I've already printed around line
TimerSetValue( &MacCtx.RxWindowTimer1, MacCtx.RxWindow1Delay - offset );
Full code is this:
// Setup timers
printf("ProcessRadioTxDone 0 - START\n"); // CHECKPOINT 1
CRITICAL_SECTION_BEGIN( );
uint32_t offset = TimerGetCurrentTime( ) - TxDoneParams.CurTime;
TimerSetValue( &MacCtx.RxWindowTimer1, MacCtx.RxWindow1Delay - offset );
TimerStart( &MacCtx.RxWindowTimer1 );
printf("TimerStart RxWindowTimer1 - DONE\n"); // CHECKPOINT 2
TimerSetValue( &MacCtx.RxWindowTimer2, MacCtx.RxWindow2Delay - offset );
TimerStart( &MacCtx.RxWindowTimer2 );
printf("TimerStart RxWindowTimer2 - DONE\n"); // CHECKPOINT 3
CRITICAL_SECTION_END( );
printf("ProcessRadioTxDone 1: TimerGetCurrentTime=%d, CurTime=%d, offset=%d \n",TimerGetCurrentTime(), TxDoneParams.CurTime, offset);
printf("ProcessRadioTxDone 2: RxWindow1Delay=%d, delay-off=%d\n", MacCtx.RxWindow1Delay, MacCtx.RxWindow1Delay - offset);
printf("ProcessRadioTxDone 3: rxWindT1=%d\n", MacCtx.RxWindowTimer1);
printf("ProcessRadioTxDone 4: RxWindow2Delay=%d, delay-off=%d\n", MacCtx.RxWindow2Delay, MacCtx.RxWindow2Delay - offset);
printf("ProcessRadioTxDone 5: rxWindT2=%d\n", MacCtx.RxWindowTimer2);
Left are debug prints when everything WORK, right is when it DOESN'T WORK.
I'm also attaching debug log file if you want to take a look (it is big, but you can start/look from end).
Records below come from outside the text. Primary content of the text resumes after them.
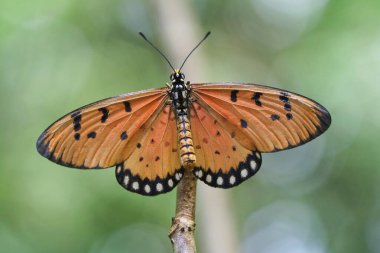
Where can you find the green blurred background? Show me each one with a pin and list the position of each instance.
(56, 56)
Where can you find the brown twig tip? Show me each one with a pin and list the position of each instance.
(182, 230)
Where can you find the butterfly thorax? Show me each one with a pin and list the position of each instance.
(180, 95)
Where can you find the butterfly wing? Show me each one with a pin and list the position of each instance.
(248, 119)
(221, 160)
(154, 166)
(102, 134)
E.g. Anything between "ProcessRadioTxDone 0 - START" and "TimerStart RxWindowTimer1 - DONE" is connected with setting timer for RX1. I even did some printings from "UTIL_TIMER_Start()".
I didn't find anything obivously wrong in this part, but I suspect that something behind this can be issue. Maybe some RTC value or something inside of IRQ handler where timing values are summed up.
Reason why I think this is timing issue is because halt happens every time after 4:40h (no matter if you send with 5min period or 10min period). Like some overflow happens (leaving it for another 4:40h doesn't release it).
Do you know if code use some other time source except GetTimerTicks()?
I don't have "modem.maintain()" call directly in my code, but as I can see it is called from endPacket() function as maintainUntilIdle();
which has do { maintain(); } while(busy());
And I can confirm that this is called because LoRaMacProcess();
function is called only inside of maintain() and you can see multiple "LoRaMacProcess" logs.
So your prints show offset=28
in both cases, so the potential offset underflow issue I mentioned in the other issue (which could result from not calling maintain()
quickly enough) is not the culprit here (it probably exists, but is not your issue).
I do not have any suggestions right away, but I'm a bit too tired now to really dive in. I'll see if I can find a bit of time to look at your debug log tomorrow (not guarantees, though...).
Thanks for taking the time to think about the problem. If you will have any ideas what to try, let me know, because I'm out of ideas now :)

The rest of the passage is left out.